# Puch Alpina Racing bike, need help on it. [ history ]



## taikuodo (Aug 7, 2006)

http://sfbay.craigslist.org/eby/bik/194277675.html
40 bucks for the road bike
I cant find much information on it, is it good? Bad deal? Was it a dept store bike?
How old is it?
Thanks for anyone who can provide some info!!!


----------



## Dave Hickey (Jan 27, 2002)

It's not worth much more than that.. Puch was a typical 70's bike boom bike. Also, I believe it was Puch that made all their frames with a 56cm top tube. It definitely created some sizing challenges


----------



## Spinfinity (Feb 3, 2004)

*Some were Reynolds 531.*

Those went down the road nicely. They were less attractive but the same bikes as Austro Daimlers. Just fixed one and sent it off to college with my older son. News to me about the 56 cm top tubes, but since I ride a 56 or 57, I never noticed.


----------



## Einstruzende (Jun 1, 2004)

The following information from http://www.sheldonbrown.com



> An attempt by a large diversified European company to create a prestige marque in the bicycle world. They did a pretty darn good job of it too!

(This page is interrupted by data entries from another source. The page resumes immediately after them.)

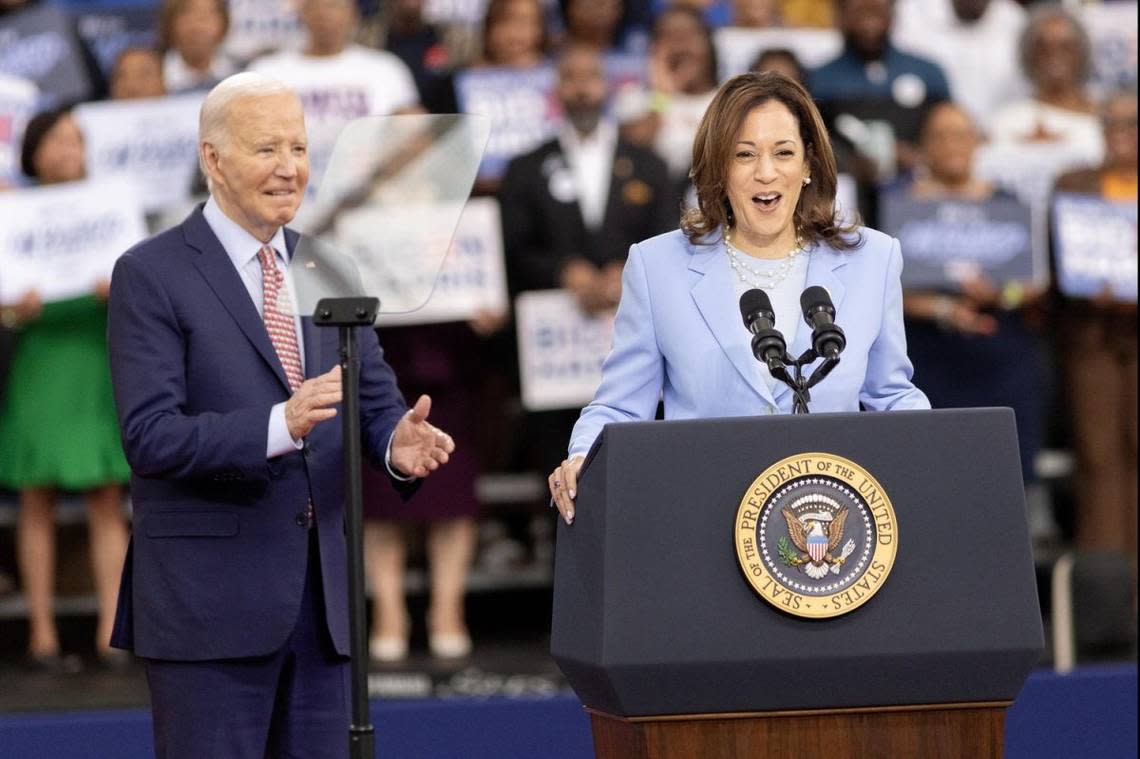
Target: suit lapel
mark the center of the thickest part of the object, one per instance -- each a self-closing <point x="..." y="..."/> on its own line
<point x="822" y="266"/>
<point x="219" y="272"/>
<point x="624" y="164"/>
<point x="714" y="296"/>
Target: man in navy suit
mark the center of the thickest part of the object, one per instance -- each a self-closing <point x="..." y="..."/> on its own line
<point x="234" y="590"/>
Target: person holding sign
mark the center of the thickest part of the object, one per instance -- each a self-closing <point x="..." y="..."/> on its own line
<point x="571" y="209"/>
<point x="765" y="179"/>
<point x="974" y="320"/>
<point x="234" y="592"/>
<point x="1099" y="339"/>
<point x="57" y="423"/>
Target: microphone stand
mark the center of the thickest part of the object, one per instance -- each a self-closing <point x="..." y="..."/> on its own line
<point x="800" y="386"/>
<point x="347" y="313"/>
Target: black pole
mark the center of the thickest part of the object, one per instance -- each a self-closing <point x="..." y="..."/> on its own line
<point x="348" y="313"/>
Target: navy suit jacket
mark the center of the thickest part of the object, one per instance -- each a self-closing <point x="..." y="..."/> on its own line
<point x="218" y="554"/>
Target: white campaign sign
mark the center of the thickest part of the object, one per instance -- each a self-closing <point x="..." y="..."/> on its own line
<point x="561" y="350"/>
<point x="258" y="26"/>
<point x="152" y="143"/>
<point x="63" y="239"/>
<point x="473" y="276"/>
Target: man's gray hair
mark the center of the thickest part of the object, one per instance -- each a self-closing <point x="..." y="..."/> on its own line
<point x="214" y="108"/>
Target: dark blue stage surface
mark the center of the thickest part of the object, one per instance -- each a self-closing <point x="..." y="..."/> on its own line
<point x="1090" y="712"/>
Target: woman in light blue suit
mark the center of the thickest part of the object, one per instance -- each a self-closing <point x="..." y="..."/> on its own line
<point x="765" y="218"/>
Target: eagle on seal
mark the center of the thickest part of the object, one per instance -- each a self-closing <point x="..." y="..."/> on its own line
<point x="817" y="535"/>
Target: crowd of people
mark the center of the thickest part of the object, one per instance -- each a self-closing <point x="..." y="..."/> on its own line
<point x="926" y="100"/>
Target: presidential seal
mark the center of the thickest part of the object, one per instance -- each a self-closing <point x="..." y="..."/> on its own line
<point x="815" y="536"/>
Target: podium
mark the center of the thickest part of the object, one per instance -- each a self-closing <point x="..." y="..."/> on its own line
<point x="674" y="654"/>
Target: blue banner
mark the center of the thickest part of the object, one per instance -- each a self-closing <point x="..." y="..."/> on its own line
<point x="1094" y="243"/>
<point x="943" y="241"/>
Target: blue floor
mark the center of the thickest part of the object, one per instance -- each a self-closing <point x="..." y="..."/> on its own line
<point x="1091" y="712"/>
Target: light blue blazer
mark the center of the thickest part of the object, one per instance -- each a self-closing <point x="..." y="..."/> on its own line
<point x="678" y="335"/>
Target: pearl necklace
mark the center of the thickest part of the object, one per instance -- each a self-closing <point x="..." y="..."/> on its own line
<point x="756" y="277"/>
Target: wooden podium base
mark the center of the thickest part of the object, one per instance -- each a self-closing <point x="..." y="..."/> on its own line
<point x="966" y="731"/>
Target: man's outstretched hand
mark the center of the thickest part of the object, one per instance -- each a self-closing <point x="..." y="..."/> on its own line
<point x="418" y="448"/>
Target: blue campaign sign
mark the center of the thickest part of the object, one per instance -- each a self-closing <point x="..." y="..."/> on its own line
<point x="108" y="29"/>
<point x="520" y="104"/>
<point x="40" y="43"/>
<point x="1094" y="243"/>
<point x="943" y="239"/>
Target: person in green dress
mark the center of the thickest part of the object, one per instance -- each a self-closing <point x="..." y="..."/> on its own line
<point x="57" y="423"/>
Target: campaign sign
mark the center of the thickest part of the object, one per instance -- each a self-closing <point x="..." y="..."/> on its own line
<point x="942" y="239"/>
<point x="520" y="105"/>
<point x="1096" y="246"/>
<point x="40" y="43"/>
<point x="153" y="143"/>
<point x="473" y="276"/>
<point x="737" y="47"/>
<point x="561" y="350"/>
<point x="17" y="104"/>
<point x="259" y="26"/>
<point x="1112" y="29"/>
<point x="466" y="13"/>
<point x="62" y="239"/>
<point x="110" y="30"/>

There were some glitches, such as a full size range of bikes all sporting the same length top tube. That, apparently, was eventually taken care of.
> 
> The top end bike was the Ultima. A dark purple or lavender color. Early models had full Campy Titanium Super Record including Ti pedals and bottom bracket. Use of Fiamme Ergal rims and Unicanitior saddles made these bikes stand- outs in the world of production bike mayhem. Such early examples with the goodies in place are worth about $1,100. Since the early S.R. is what makes these so special, later models are worth much less, perhaps $ 800.
> 
> ...


----------